2016 was an interesting year for this reforming Type A personality. Ever since I fell in love with stationery, I’ve had notebooks full of plans and deadlines. It was not uncommon to see red scribbles of frustration next to plans yet unfulfilled (by the time God got to me in the production line, His bag of Patience must have been running low). I’d draw smiley faces next to and lines through the goals that I had accomplished on time, but my focus tended to be on those plans that seemingly forever eluded me. Admittedly, this was a pretty stressful way to live. I wasn’t very good at being in the moment or acting spontaneously.

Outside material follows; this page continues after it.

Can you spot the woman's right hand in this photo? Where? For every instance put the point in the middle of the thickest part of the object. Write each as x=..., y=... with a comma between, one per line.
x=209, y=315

I say “was” because on 9th December, 2016, I had a mini bonfire/vigil/happy dance, and page by page I burnt each notebook and vowed to be less stringent and more Bohemian (as my sis puts it) in my approach to life. As the embers flew around my feet, I felt utterly weightless. I haven’t totally abandoned my responsibilities to drift through life aimlessly, but man, I’ve loosened up. Considerably. So what’s the plan?
I DON’T HAVE MUCH OF A PLAN!
That’s the awesome news. I don’t have much of a plan. In 2017, I will say “yes” more. “Yes” to outings and dinner parties and *cough* wedding invitations and other events where people congregate. As an introvert, my automatic response tends to be “no” but I’ve found that “yes” has not been as unpleasant as I’d imagined it would be. I still have to pace myself but it’s been worth it so far. I plan to say “yes” without overthinking it and just go with the flow.
The only other plan I have is to draw closer to God and be more in tune with His plans for me. I’ve done it my way for decades and quite frankly, I expected more at this stage so maybe it’s time to defer to His wisdom.
And that’s it. “Yes” and God. Yes to God!
How have your 2017 goals been shaping up so far?